With replicates - three is not many, but you can compute variance for each analyte for each sample in each lab and then look at pooled variance to compair variability of results lab to lab. Look at what is going on in samples. If the matrix has an interference that distorts results in one lab in a sample, but not the other lab, you may want to do the analysis with and without that sample. While everything is the "same" between labs. The chromatography may not match exactly for a number of reasons - including differences in columns, even if each is new.
If your sample have a range of values for results, take narrow bands in the ranges and see how variance compares at concentration levels.
With a set of 50 samples, I hope that there were instrument controls or calibration checks in the set of samples. With 50 samples run in triplicate (150 injections) there needs to be a fair number of control samples or calibration checks run in the sequence - I hope. These should have many more than three replciates at a high, low and perhaps even medium level? If so, start the analysis on these. (These are the instrument QC samples which show if the instrument is even being consistant in the particular laboratory.)
Now, I have taken you off into digging for details in the data - but we do come back to the purpose of the experiment. Wtih statistical techniques you can ask two questions - 1) can I say that there is no difference that can be determined between set A and set B (or a data set and a model). And 2) (the one people forget to ask) with the data I have, can I detect a difference as small as I need to be able to find? If you can not detect a difference as small as you need to detect and your experiment shows no significant difference between A and B - your experiment fails to answer the question.

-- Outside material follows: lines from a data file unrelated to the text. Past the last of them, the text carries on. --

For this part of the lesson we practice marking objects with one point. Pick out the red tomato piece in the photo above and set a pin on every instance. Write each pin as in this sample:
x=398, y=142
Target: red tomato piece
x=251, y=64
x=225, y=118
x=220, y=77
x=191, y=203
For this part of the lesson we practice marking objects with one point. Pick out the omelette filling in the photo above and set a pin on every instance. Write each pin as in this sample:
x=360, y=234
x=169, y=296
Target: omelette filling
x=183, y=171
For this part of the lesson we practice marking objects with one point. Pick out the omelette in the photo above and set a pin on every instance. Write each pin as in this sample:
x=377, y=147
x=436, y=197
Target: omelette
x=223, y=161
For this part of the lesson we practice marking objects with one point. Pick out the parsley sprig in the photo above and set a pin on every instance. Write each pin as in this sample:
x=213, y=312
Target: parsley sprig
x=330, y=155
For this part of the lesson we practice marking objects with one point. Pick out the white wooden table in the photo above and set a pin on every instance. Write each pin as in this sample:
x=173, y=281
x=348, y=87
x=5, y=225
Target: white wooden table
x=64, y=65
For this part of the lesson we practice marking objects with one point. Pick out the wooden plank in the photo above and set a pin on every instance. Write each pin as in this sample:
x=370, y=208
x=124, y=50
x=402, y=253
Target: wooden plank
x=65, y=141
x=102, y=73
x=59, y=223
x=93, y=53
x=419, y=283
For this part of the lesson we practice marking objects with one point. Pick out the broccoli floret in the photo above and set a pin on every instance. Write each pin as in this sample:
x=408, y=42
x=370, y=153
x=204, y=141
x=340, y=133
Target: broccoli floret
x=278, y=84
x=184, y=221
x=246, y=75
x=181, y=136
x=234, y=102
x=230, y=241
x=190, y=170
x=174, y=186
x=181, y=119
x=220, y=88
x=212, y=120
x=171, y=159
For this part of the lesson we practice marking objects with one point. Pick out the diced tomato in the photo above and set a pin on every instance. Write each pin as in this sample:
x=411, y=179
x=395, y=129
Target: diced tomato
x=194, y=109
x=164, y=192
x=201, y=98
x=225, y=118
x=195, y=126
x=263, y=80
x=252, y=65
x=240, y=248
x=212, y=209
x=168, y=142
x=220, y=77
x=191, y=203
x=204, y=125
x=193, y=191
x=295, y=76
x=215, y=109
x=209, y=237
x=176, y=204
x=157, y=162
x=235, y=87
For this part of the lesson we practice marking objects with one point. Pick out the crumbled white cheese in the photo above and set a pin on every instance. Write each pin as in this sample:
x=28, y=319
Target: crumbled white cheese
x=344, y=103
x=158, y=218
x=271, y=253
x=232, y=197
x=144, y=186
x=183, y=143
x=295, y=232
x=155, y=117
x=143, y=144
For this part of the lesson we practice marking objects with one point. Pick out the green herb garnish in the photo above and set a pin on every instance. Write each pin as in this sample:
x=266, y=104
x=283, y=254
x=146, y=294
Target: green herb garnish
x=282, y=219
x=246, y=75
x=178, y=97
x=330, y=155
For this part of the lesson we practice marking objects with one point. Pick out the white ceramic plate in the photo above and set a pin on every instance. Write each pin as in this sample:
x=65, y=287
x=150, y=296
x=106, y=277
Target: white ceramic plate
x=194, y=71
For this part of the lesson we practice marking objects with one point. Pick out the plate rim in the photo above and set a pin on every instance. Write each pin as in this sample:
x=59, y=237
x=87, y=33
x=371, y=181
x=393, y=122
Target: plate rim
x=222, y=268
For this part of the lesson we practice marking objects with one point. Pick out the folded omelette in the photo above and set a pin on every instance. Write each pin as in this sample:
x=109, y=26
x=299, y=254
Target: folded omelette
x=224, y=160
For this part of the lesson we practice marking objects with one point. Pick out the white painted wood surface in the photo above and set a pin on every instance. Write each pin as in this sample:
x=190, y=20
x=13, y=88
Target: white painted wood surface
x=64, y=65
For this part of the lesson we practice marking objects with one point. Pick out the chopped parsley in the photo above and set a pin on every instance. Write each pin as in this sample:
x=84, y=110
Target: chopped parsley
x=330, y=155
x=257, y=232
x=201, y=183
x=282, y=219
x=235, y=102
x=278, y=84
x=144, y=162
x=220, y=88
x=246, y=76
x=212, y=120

Be sure you have the question clearly stated. If you want to compare reproducability of computed results within laboratories against each other you are measuring variance within laboratories and doing a comparison of variance beween laboratories. (F test at the simplest) If you are testingto see if one laboratory reproduces the other, you are also testing mean values. (t-test at the simplest). The trick is pooling data in a meaningful way. Because the mean values are expected to scatter across a box of samples, a regression may work, but you need to be aware of the distribution of means- this weights the fit.
I would suggest that with the ideas you have from here, you start tumbling the data to see what it looks like. There are some good books that help with a look at experimental data. I have a couple at home - the one I reached around and picked up is John Mandel's "The Statistical Analysis of Experimental Data" - availalbe from Dover books (old classic, but at Dover inexpensive!) the other has wndered off... And, at work I my favorite is an older version of Box, Hunter and Hunter: "Statistics for Experimenters" The current is "Statistics for Experimenters: Design, Innovation, and Discovery" and you can get a used copy at an almost affordable price.